Keep in mind that your average repository doesn't only contain code that is compiled and executed (or interpreted), there is also documentation, static assets such as images (that may be processed), configuration, computed files (that may make sense to pre-compute once rather than compute on a hundred people's environments every build), and so forth.
Also, it doesn't only include the current file set - they include files that have been deleted, been split into modular files, been merged, been wholesale rewritten, put into a new hierarchy (some VCS systems handle this better than others).
(I work at Facebook, but not on the team looking into this stuff. I'm a happy user of their systems though. Keep in mind that the 1.3 million file repo is a synthetic test, not reality.)
Also, it doesn't only include the current file set - they include files that have been deleted, been split into modular files, been merged, been wholesale rewritten, put into a new hierarchy (some VCS systems handle this better than others).

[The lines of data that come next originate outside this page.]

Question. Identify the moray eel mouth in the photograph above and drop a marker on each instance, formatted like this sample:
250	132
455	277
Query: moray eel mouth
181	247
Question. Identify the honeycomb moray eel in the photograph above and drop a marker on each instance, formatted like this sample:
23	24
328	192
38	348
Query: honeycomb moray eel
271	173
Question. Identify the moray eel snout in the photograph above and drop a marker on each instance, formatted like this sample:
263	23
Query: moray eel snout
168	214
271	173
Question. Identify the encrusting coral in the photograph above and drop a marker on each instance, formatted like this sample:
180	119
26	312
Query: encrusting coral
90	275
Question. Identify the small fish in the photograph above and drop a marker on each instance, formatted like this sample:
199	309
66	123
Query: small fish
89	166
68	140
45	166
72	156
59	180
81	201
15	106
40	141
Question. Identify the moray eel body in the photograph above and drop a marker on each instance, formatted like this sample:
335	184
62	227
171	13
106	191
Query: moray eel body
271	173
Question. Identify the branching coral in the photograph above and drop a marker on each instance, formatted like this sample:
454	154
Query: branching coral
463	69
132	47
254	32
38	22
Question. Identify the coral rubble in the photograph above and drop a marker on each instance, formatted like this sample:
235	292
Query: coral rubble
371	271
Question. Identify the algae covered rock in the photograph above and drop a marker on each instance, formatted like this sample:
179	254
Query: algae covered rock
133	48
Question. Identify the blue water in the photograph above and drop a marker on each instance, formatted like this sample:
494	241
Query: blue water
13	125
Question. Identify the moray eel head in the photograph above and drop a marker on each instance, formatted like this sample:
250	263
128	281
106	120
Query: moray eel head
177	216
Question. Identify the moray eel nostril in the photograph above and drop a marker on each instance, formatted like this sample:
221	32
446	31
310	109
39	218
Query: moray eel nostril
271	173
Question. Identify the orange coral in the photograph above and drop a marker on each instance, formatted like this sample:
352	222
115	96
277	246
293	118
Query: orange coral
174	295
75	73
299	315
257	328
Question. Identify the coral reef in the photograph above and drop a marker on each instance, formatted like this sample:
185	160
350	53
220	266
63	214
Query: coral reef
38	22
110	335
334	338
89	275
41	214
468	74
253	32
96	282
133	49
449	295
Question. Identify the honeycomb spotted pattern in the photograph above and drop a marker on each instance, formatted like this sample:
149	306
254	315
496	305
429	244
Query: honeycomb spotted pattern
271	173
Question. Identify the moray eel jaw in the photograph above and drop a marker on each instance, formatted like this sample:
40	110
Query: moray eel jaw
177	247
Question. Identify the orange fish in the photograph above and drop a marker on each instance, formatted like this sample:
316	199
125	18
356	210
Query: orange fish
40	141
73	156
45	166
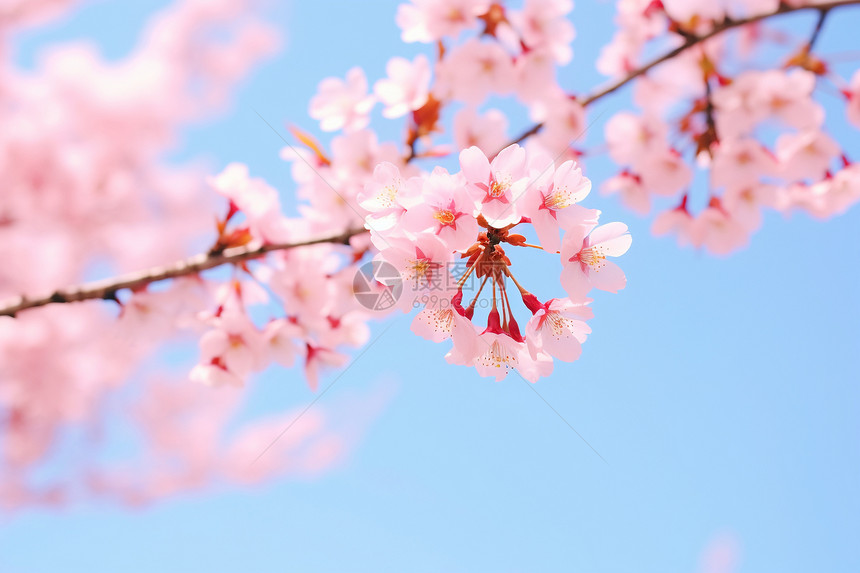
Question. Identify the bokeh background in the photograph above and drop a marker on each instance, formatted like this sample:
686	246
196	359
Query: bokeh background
722	393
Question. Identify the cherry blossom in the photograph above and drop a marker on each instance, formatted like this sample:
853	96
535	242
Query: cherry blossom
406	88
583	254
343	104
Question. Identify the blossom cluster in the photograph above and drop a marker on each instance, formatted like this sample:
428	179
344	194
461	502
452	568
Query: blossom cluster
422	224
760	132
84	186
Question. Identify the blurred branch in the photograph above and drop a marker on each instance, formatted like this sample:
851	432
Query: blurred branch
107	289
823	9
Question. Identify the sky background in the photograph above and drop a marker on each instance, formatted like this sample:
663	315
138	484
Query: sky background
723	393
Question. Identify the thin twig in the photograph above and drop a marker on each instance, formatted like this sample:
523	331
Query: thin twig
688	43
107	289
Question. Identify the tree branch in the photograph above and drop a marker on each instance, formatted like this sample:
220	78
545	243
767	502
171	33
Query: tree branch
107	289
691	41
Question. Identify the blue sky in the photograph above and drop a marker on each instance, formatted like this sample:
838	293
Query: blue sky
722	392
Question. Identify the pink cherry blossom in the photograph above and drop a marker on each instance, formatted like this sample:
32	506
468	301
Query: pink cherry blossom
629	187
559	329
806	154
496	186
550	201
446	210
406	88
431	20
583	255
853	96
474	69
342	104
542	24
486	131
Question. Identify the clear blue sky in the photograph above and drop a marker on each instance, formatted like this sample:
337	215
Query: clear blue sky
723	393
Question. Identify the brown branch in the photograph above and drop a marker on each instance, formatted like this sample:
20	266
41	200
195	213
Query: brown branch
819	25
107	289
688	43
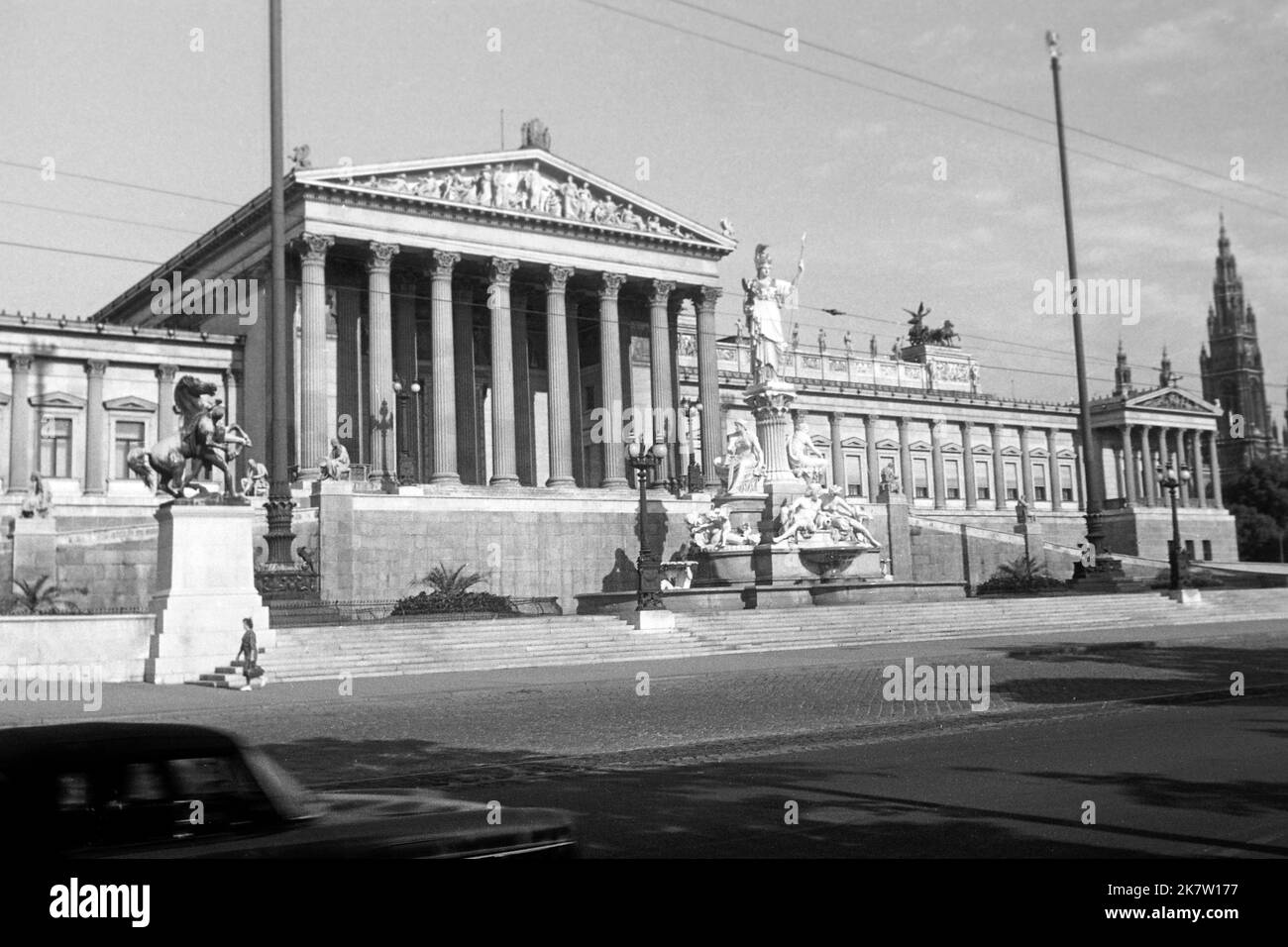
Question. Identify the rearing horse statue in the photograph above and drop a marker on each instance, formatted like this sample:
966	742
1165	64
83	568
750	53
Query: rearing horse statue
204	438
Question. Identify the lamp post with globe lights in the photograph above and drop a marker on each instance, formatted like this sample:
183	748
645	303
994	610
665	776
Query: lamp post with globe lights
643	460
1171	480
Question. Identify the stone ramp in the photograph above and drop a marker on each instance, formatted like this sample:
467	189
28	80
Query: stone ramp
978	617
393	648
402	647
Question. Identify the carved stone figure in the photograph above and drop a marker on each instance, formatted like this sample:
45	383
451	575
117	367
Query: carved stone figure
890	479
256	482
846	521
38	501
204	438
804	459
745	460
798	519
336	463
765	298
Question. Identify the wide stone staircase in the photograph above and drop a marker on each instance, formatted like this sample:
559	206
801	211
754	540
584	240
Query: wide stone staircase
400	647
975	617
390	648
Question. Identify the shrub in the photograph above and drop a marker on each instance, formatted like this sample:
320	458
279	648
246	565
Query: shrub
1021	577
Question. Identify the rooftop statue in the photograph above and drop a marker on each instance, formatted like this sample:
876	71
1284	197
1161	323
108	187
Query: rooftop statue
745	460
804	459
38	500
204	438
765	299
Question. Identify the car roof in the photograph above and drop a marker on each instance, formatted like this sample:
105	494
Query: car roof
104	741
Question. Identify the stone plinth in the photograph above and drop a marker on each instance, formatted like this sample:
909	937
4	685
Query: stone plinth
205	585
772	403
35	549
898	540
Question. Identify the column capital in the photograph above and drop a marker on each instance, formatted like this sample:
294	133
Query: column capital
445	261
381	257
501	269
707	296
612	285
558	277
314	247
660	291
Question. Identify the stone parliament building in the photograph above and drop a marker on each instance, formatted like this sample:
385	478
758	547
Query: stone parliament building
531	303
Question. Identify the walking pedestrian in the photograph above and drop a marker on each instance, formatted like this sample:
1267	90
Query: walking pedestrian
250	652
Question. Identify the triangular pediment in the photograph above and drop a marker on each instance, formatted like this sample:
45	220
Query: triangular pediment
55	399
130	402
524	183
1171	399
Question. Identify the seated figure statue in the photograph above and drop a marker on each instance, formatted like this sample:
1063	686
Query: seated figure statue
800	518
804	459
846	519
336	463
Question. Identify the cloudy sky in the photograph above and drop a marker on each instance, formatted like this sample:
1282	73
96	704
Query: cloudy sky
913	142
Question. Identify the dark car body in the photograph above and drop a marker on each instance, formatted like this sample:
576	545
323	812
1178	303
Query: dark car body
104	789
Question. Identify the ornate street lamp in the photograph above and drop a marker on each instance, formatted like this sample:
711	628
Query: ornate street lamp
1171	482
694	472
643	460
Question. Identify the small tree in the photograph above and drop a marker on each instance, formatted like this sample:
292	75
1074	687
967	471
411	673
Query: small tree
451	582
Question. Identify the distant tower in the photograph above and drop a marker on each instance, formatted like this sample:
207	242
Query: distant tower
1231	367
1122	372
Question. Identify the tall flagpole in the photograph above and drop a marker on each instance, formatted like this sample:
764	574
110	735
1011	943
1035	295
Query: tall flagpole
278	506
1094	499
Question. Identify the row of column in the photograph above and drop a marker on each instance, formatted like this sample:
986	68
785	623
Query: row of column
936	462
316	427
22	434
1137	454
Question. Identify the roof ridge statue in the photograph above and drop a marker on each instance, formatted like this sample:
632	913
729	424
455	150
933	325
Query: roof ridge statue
765	299
204	437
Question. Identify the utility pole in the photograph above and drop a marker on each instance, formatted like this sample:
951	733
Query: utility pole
1095	492
278	505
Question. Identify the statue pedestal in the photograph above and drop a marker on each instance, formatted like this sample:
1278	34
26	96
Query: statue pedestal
205	585
35	549
898	545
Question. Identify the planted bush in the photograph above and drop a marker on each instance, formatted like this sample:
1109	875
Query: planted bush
1022	577
450	592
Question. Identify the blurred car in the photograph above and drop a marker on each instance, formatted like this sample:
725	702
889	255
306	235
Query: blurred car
103	789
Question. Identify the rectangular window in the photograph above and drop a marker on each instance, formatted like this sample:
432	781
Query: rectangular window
55	446
919	478
1067	482
952	479
129	434
854	474
983	480
1039	480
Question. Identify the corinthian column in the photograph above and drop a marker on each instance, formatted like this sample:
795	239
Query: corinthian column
708	385
314	424
380	364
660	368
503	468
443	355
610	375
557	385
95	425
20	424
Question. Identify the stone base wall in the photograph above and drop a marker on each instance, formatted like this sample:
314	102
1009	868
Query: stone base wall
527	541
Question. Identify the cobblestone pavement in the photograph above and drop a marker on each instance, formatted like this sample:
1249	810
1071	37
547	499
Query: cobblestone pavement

The follow-up email still mentions a working directory of 9.5gb. I cannot fathom working on a code repository consisting of 9.5gb of text. There must be something else going on here, even considering any peripheral projects like the iOS and android apps, etc.
(edit: if there are huge generated files intermingled with code, shouldn't those be hosted on a "pre-generated cache" web server instead of git, for example?)
Our codebase at my employer currently hovers around 5GB in SVN. Binaries and other generated code are intermixed for historical reasons. Removing them is a non-starter due to the amount of time it'd take to do so; the best solution I've been able to come up with so far is to break out into multiple SVN repos (one for images, one for generated language files, etc.) and then, hopefully, get code into Github while externally using the SVN repos for stuff that shouldn't be versioned in a distributed manner (versioning that stuff is useful as a convenience - avoiding conflicts, etc.).